I know this deal is going to eat the next few weeks, and I am not asking you to work less. I just want to know roughly when it is meant to close, so I can plan around it instead of guessing. Can we keep one thing through it, even something small like a call on Sundays? And when it is done, I would like a real weekend, not straight back to normal. That is it.

Send it, then stop managing it. You have named the window, proposed a floor, and put re-entry on the table. His reply, and more importantly the next few weeks of behavior, will answer the question you actually have.

Do not soften it into nothing. Do not stack three more messages on top because the silence scared you. The plan only works if you let it sit and do its job.

Reading the days after the deal closes

The deal closes. This is the reading you have been waiting for.

Watch the first two weeks after the signing dinner, not the signing dinner itself. Relief is easy. Anyone can be warm for one night when the pressure lifts. What you are reading is whether the connection reinflates on its own or stays flat once his calendar is his again. Does he rebook what the deal broke without being asked. Does the Sunday call become a Saturday plan. Does the man reappear, or just the free time.

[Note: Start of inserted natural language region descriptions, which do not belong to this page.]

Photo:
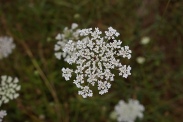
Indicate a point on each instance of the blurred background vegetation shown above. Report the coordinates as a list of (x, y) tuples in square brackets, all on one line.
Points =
[(46, 97)]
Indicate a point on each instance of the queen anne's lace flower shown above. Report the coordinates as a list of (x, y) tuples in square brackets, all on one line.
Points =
[(2, 115), (8, 89), (128, 112), (6, 46), (68, 34), (95, 56)]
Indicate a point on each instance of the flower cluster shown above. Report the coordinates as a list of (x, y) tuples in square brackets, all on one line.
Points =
[(95, 55), (8, 89), (6, 46), (2, 115), (63, 38), (128, 112)]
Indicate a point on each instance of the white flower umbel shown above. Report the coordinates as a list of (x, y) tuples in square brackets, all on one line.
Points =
[(2, 115), (68, 34), (128, 112), (8, 89), (6, 46), (95, 56)]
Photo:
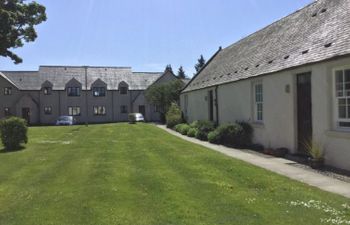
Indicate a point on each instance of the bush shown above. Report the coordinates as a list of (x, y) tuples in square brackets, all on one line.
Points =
[(173, 116), (257, 147), (214, 137), (132, 118), (192, 132), (13, 133), (184, 129), (204, 127), (237, 135), (194, 124), (247, 134), (177, 127)]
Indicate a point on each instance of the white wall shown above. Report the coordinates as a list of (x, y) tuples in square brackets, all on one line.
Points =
[(279, 128)]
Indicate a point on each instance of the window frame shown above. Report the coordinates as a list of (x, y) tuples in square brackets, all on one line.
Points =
[(69, 91), (47, 90), (124, 111), (97, 112), (70, 113), (336, 119), (7, 91), (125, 88), (99, 91), (48, 112), (7, 111), (258, 104)]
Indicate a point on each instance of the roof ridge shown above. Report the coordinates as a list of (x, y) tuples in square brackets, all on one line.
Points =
[(70, 66), (273, 23), (19, 71)]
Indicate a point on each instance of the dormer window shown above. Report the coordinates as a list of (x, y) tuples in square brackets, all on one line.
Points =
[(123, 90), (99, 91), (47, 91), (73, 91), (7, 91)]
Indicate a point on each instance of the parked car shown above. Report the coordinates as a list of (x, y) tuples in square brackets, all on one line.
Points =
[(136, 117), (65, 120)]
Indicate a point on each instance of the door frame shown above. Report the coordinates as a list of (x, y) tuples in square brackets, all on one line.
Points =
[(27, 117), (296, 106), (211, 105)]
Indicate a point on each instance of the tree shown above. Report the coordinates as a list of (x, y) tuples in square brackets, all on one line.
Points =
[(181, 73), (162, 95), (169, 68), (200, 64), (17, 21)]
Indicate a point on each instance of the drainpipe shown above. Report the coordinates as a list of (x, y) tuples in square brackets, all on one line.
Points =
[(112, 92), (86, 100), (217, 105), (39, 113)]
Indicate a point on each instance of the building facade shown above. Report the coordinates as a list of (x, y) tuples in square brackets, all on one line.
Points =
[(90, 94), (290, 80)]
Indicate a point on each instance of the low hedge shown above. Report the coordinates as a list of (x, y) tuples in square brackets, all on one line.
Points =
[(184, 129), (173, 116), (13, 132), (192, 132), (238, 135), (204, 128)]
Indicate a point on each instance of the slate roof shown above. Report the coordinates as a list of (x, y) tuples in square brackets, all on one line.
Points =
[(59, 76), (318, 32)]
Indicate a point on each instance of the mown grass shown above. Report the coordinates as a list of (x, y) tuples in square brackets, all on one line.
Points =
[(139, 174)]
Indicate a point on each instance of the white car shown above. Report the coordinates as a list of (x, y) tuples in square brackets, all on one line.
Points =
[(65, 120), (136, 117)]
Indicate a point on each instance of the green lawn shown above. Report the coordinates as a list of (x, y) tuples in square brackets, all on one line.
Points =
[(139, 174)]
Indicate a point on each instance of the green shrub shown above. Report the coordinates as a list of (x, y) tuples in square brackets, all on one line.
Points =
[(132, 118), (177, 127), (194, 124), (204, 127), (237, 135), (13, 133), (184, 129), (214, 137), (247, 135), (229, 134), (173, 116), (192, 132)]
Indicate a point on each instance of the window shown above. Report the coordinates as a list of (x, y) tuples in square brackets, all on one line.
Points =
[(74, 111), (47, 91), (7, 91), (99, 91), (258, 102), (99, 110), (73, 91), (48, 110), (7, 111), (342, 95), (123, 109), (123, 90)]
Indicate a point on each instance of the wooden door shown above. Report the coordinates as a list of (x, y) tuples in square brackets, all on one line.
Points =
[(304, 105), (26, 114), (211, 106)]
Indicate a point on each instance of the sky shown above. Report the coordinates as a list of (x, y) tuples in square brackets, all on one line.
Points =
[(144, 34)]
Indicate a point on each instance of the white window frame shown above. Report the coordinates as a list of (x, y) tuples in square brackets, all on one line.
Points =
[(8, 91), (48, 110), (257, 102), (99, 110), (74, 111), (124, 109), (336, 99)]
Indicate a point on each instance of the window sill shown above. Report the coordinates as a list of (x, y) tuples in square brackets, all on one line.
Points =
[(258, 125), (338, 134)]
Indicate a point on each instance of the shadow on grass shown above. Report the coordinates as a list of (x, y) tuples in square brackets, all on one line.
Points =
[(5, 151)]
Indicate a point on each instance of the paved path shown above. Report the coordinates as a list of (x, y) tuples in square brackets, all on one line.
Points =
[(277, 165)]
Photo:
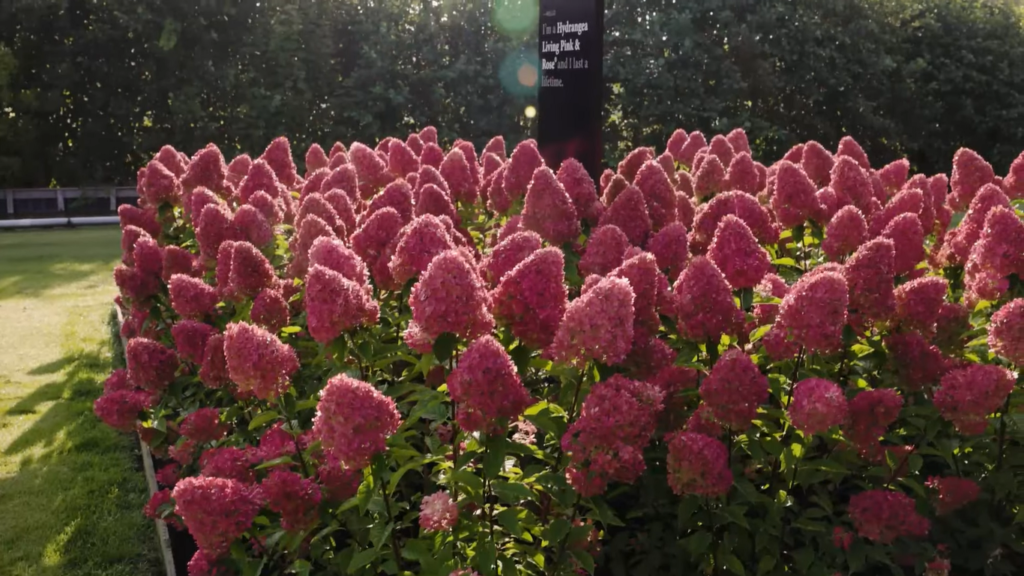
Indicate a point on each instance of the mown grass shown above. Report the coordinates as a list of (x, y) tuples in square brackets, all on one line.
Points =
[(71, 489)]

A phase ends and the relationship comes back. A lifestyle ends one deal and starts the next with no return in between. The difference does not show up in the apology. It shows up in the calendar the following month.

When the deal is not a deal

Sometimes the deal is a permanent condition wearing a temporary word.

There is always a closing. There is always a diligence fire. The window you named never actually ends, it just renames itself, and the re-entry you agreed to never arrives. That is not a corporate lawyer during a deal. That is a corporate lawyer whose life has no version where you get the return, and the profession has become the reason nothing changes. Dating an entrepreneur and its structural read apply here as much as any legal specialty, because the pattern is not about the job title, it is about whether the intensity is bounded or endless. A finance sibling, dating an investment banker, runs on the same deal-cycle logic if you want to compare the two.

You are allowed to decide a life of back-to-back closings is not the life you want, without proving he did anything wrong. This never has a version where I get more than the leftovers is a complete reason.

But do not decide it during the deal. Name the window, hold your own life through it, and let the days after the close tell you which man you have.